Why has everyone gone already?
The water is still wet. The sun still shines.
The sand is still hot, stretching that quarter mile between the rocks in the distance and the man-made channel, the concrete breakwall running out to the lighthouse (automatic and uninhabitable, too bad -- I'd love to live there. Probably impractical, that's what dad would say, right?).
I feel the sun on the back of my head, staring across the water to the unseen shore. This day seems no different than any day last week when the beach was packed. Maybe a bit breezier, that's all.
So why did everyone suddenly stop coming?
Yes, it's getting cooler in the late afternoons. I feel a little of the autumn, smelling slightly of old damp leaves, as I emerge breathless dripping from the sea-lake. Played in the surging surf for a good long time, waves hitting my chest, imagining storms, hating and loving the fear spike when my feet can't find the bottom anymore (is this the end?). Always a strange empty feeling in my belly after a swim, not quite hunger. The wind definitely colder. The sun considering not if but when to set.
The parents, so old, take their walks in the mornings, or early afternoon, or at sunset. Five to fifteen minutes when they're not back at the temporary home base. I am left to my own solitary amusements, which suits me more than
noise and fun, children, cheap bright unnecessary necessities. Bathing suits garish colors. Concession stand snack banquet, too expensive they grumble and pay and are pestered by gulls (I like some of the nasty treats but rarely have money and hate to ask mom for it, to admit why I want it).
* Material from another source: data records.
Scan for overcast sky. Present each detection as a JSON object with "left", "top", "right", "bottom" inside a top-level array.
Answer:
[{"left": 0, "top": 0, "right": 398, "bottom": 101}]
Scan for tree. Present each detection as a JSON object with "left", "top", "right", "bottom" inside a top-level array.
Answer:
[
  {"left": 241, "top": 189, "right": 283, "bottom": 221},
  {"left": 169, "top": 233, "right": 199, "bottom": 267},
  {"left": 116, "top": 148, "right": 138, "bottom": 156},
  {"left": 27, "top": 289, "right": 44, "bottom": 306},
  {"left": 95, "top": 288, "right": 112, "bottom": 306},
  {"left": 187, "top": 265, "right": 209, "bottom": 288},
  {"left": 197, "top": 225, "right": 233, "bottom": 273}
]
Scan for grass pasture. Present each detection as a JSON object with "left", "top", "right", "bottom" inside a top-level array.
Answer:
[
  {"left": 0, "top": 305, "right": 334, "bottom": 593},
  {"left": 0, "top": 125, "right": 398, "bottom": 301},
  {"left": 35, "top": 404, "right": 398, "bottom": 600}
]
Suntan lotion and sodden cigarette smoke, maybe a distant barbecue or two, and always under everything that dead fish smell. Impromptu belabored volleyball. Boats and waterskiers between the beach and the horizon. Tinny tiny speakers feebly blasting summertime songs. Plastic sunglasses, cheap bestsellers, plastic straws, nameless litter, plastic inflatables. Tanned laughter. Other towns' teens, never ever anyone I know or could meet
and maybe I'm glad of that. I don't like crowds. Too visible...no shirts, no shoes, no pant legs, no armor, no disguises. Foolish with the shirt on or off, wet or dry. Avoiding eyes, may as well be city streets or the mall. Can't have fun, gotta lose yourself in fun but can't lose yourself with so many people around to notice when you're doing it wrong.
Don't take it personally. Nobody really cares. Thanks mom. Which is better, unlikely laughing at me or usually laughing without me? Why let them take away your fun? Because it's me, not them, who is wrong. Don't take away their fun by being wrong. They can have my fun, I know how to live without it, my gift is to not disrupt their fun.
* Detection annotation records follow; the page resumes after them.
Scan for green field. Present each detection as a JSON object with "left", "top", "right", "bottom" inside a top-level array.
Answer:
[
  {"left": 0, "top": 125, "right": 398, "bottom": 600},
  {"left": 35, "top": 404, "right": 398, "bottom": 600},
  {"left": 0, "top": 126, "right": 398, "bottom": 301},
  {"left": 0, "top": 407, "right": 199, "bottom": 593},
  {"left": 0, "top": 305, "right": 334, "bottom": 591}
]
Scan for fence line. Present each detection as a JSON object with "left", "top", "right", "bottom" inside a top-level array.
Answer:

So I love the sad empty beach with all of my little wrong heart. Love is sadness, not laughter and fun.
I don't really see the tiny ghost town of concession stands and restrooms, nor the blackened satellites of the charcoal grilles like stubby signposts along a park path, nor the big empty parking lots where the wind is even colder.
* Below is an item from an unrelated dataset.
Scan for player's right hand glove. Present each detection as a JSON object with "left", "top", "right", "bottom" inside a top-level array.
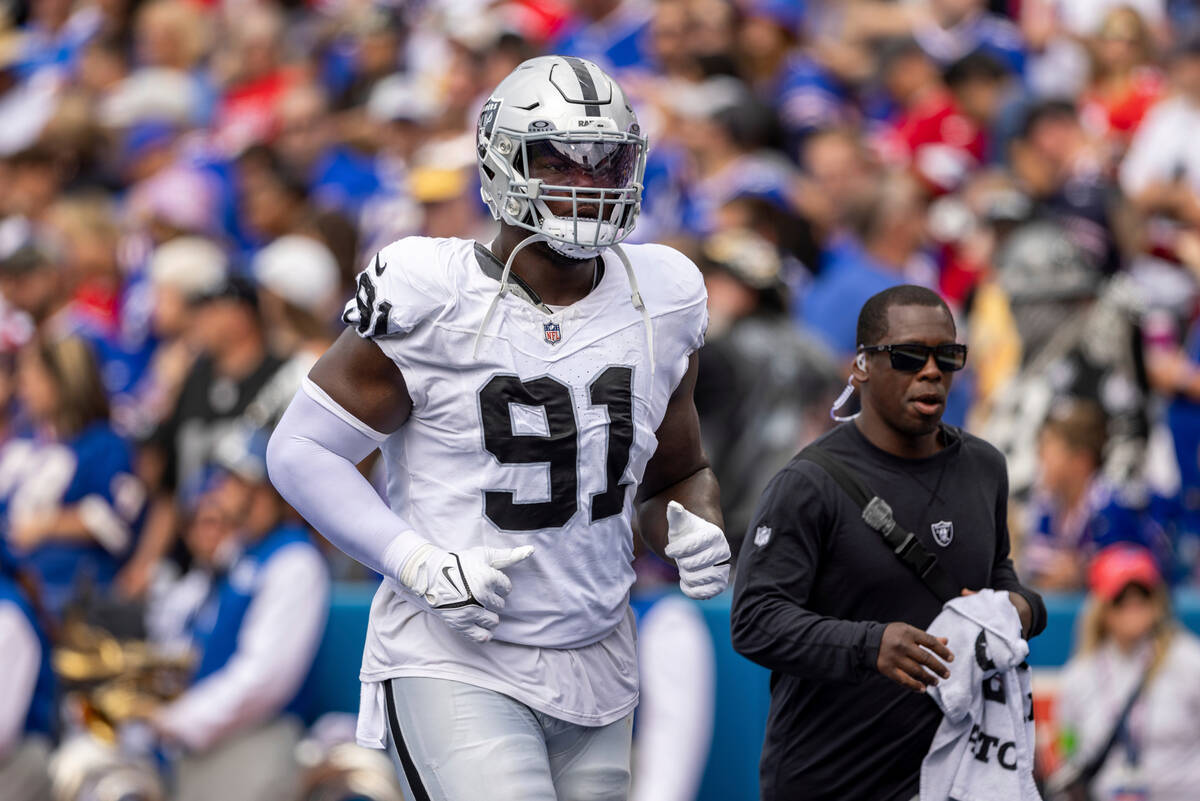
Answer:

I just take in the waves, the sand, the rocks, and the cooler and cooler breezes. Even that nasty old seaweed looks lovely when there's nothing artificial tangled in it.
Funny, there's more rock than sand once the sand isn't covered by people. I want to see fish, alive, or something even more natural and unexpected and beautiful. Not washed up on shore to dry slowly and rot quickly. The gulls are more distant than insistent, but their cries carry farther. Much more airborne. They somehow know I never have fries. I don't mind if they laugh at me.
The cold wind...it's not even the end of summer, how dare the wind be so cold already? I still sweat during the noon hours.
If I was anywhere else it would still be mostly summer, the hot steamy latesummer county fair circus carnival season...but the beach needs it to be all summer, I guess. No half measures or it loses something essential, may as well be winter. And only weirdos go to the beach in the winter.
I've done nothing but walk and look the whole summer long. And now it's over. Missed whatever chance.
Next summer, maybe, I'll be better. Maybe I'll be able to have fun with people. If not, I might as well stay home because it would be the same anywhere.